Geçen ay bir girişimci arkadaşımla konuşurken ilginç bir karşılaştırma ortaya çıktı. Estonya'dan bir girişimci, startup'ını kurmak için sadece 18 dakika harcamış. Ben ise daha önce Türkiye'de kurduğum startup için haftalar süren bir bürokratik maraton koşmuştum.
Bu sadece bürokratik bir karşılaştırma değil. Bu, iki farklı girişimcilik ekosisteminin hikayesi.
18 Dakika
Estonya'nın e-Residency programı ile dünyanın herhangi bir yerinden online şirket kurabiliyorsunuz, dijital kimlikle tüm resmi işlemlerinizi halledebiliyorsunuz. Türkiye'de ise hala noterde imza atmak, vergi dairesine gitmek, sosyal güvenlik işlemleri için saatlerce beklemek gerekebiliyor.

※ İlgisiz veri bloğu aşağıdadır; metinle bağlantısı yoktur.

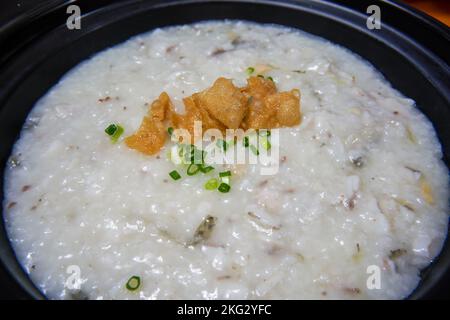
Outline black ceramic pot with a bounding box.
[0,0,450,298]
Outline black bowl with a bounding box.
[0,0,450,298]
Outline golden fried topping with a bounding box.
[125,77,301,155]
[125,92,173,155]
[196,78,247,129]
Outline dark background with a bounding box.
[0,0,450,300]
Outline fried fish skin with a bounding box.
[125,92,173,155]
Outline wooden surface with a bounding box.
[404,0,450,27]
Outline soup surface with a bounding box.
[3,21,449,299]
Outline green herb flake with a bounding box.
[125,276,141,291]
[205,178,219,190]
[219,170,231,178]
[242,137,250,148]
[200,164,214,173]
[216,139,228,152]
[186,163,200,176]
[105,123,124,143]
[250,145,259,156]
[218,182,231,193]
[169,170,181,181]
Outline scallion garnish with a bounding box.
[250,145,259,156]
[243,137,250,148]
[105,123,117,136]
[205,178,219,190]
[105,123,124,143]
[186,163,200,176]
[125,276,141,291]
[216,139,228,152]
[169,170,181,181]
[218,182,231,193]
[219,170,231,178]
[260,137,272,150]
[200,164,214,173]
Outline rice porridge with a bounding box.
[3,21,449,299]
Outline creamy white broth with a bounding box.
[3,22,449,299]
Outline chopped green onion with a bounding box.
[105,123,124,143]
[260,137,272,150]
[187,163,200,176]
[220,177,230,184]
[219,170,231,178]
[125,276,141,291]
[105,123,117,136]
[245,67,255,75]
[218,182,231,193]
[216,139,228,152]
[169,170,181,181]
[250,145,259,156]
[243,137,250,148]
[200,164,214,173]
[205,178,219,190]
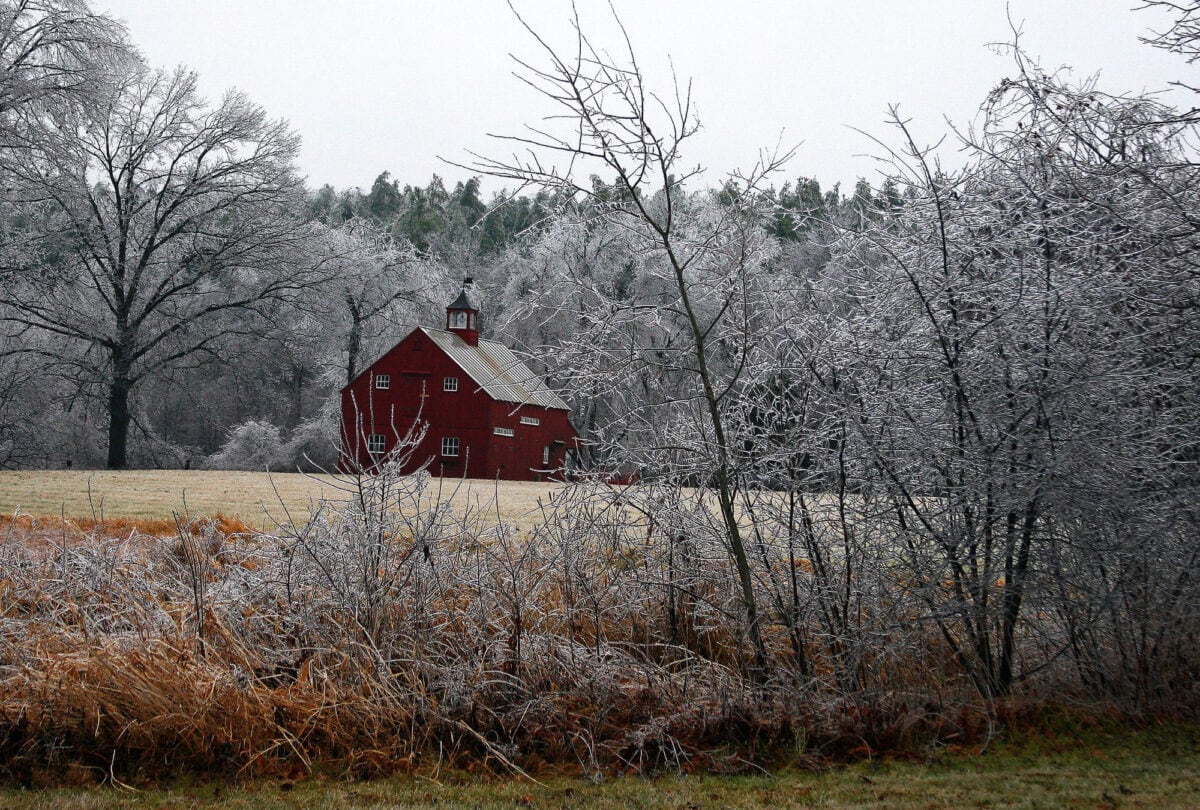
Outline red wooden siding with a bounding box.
[342,329,578,481]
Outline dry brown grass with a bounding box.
[0,470,571,534]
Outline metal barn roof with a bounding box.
[421,326,568,410]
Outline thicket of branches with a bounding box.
[0,5,1200,787]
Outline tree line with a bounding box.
[0,0,1200,729]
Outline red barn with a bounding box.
[341,278,578,481]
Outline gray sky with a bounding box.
[94,0,1198,191]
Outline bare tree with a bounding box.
[474,6,786,677]
[0,66,313,468]
[0,0,130,142]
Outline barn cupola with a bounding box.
[446,278,479,346]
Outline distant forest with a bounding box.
[0,0,911,469]
[0,0,1200,739]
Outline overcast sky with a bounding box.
[94,0,1198,191]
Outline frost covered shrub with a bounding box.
[204,419,288,470]
[282,408,340,473]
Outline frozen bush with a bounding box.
[204,419,287,470]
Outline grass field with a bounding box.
[0,470,571,528]
[0,725,1200,810]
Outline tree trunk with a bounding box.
[108,362,133,469]
[346,299,362,385]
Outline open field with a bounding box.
[0,726,1200,810]
[0,470,571,528]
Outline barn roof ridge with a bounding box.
[342,326,570,410]
[418,326,570,410]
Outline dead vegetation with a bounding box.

Singapur'da yeni bir şirket 1 gün içinde kurulurken, Türkiye'de aynı süreç ortalama 6.5 gün sürüyor. Ama asıl fark sürede değil, süreç sonrasında ortaya çıkıyor.
Vergi
Estonya'da şirketiniz kar dağıtmadığı sürece kurumlar vergisi ödemiyor. Sadece temettü dağıttığınızda vergi ödemesi başlıyor. Bu, özellikle büyüme aşamasındaki startuplar için devasa bir avantaj. Türkiye'de ise henüz zarardaysınız bile vergi yükümlülükleriniz başlıyor.
Singapur'da ise ilk 3 yıl %5 kurumlar vergisi ile başlayıp kademeli olarak artıyor. Ve global pazarlara erişim için idealsiniz - 4 saat içinde Asya'nın her yerine ulaşabiliyorsunuz.
Kültürel Bakış
Belki en büyük fark tam burada. Estonya'da başarısız olan bir girişimci "deneyim" kazanmış olarak görülürken, Türkiye'de hala "batırmış" damgası yiyor. Silicon Vadisi mentalitesi bu küçük Baltık ülkesinde yerleşmiş durumda.
Peki Avantajlarımız?
Tabii ki var. 86 milyon kişilik bir iç pazarımız var, Estonya'nın nüfusu sadece 1.3 milyon. Coğrafi konumumuz eşsiz, genç nüfusumuz dinamik, teknoloji adaptasyonumuz hızlı.
Ama bu avantajları kullanabilmek için varolan sistem iyileştirilmeli. E-devlet altyapımızı geliştirmeli, vergi sistemimizi startup dostu hale getirmeliyiz. Örneğin, yeni startup'lar için ilk 2 yıl vergi muafiyeti veya %1-2 sembolik vergi uygulaması başlatabiliriz. Ayrıca tüm şirket kuruluş işlemlerini tek platformdan yapabilecek bir "One-Stop-Shop" sistemi kurmalıyız - noterde imza, vergi dairesi, sosyal güvenlik tüm işlemler dijital olarak tek yerden halledilebilmeli.
Başarısızlığa karşı toplumsal bakış açımızı da değiştirmeliyiz. Biliyoruz ki Türk toplumu ve gençliği her şeyin en iyisine layıktır.
Estonya ve Singapur gibi ülkelerin girişimcilerine sağladıkları imkanları biz de girişimcilerimize sağlayabiliriz.
Avrupa ve Orta Doğu'daki çeşitli ülkelerde girişimcilik ekosistemi geliştirme projelerinde çalışma fırsatım oldu. Gördüm ki siyasi irade olduğunda bu dönüşümler 2-3 yılda gerçekleşebiliyor. Türkiye'nin potansiyeli bunun çok üzerinde.
Daha üretken bir girişimcilik ekosistemi için daha iyi bir sisteme ihtiyacımız var.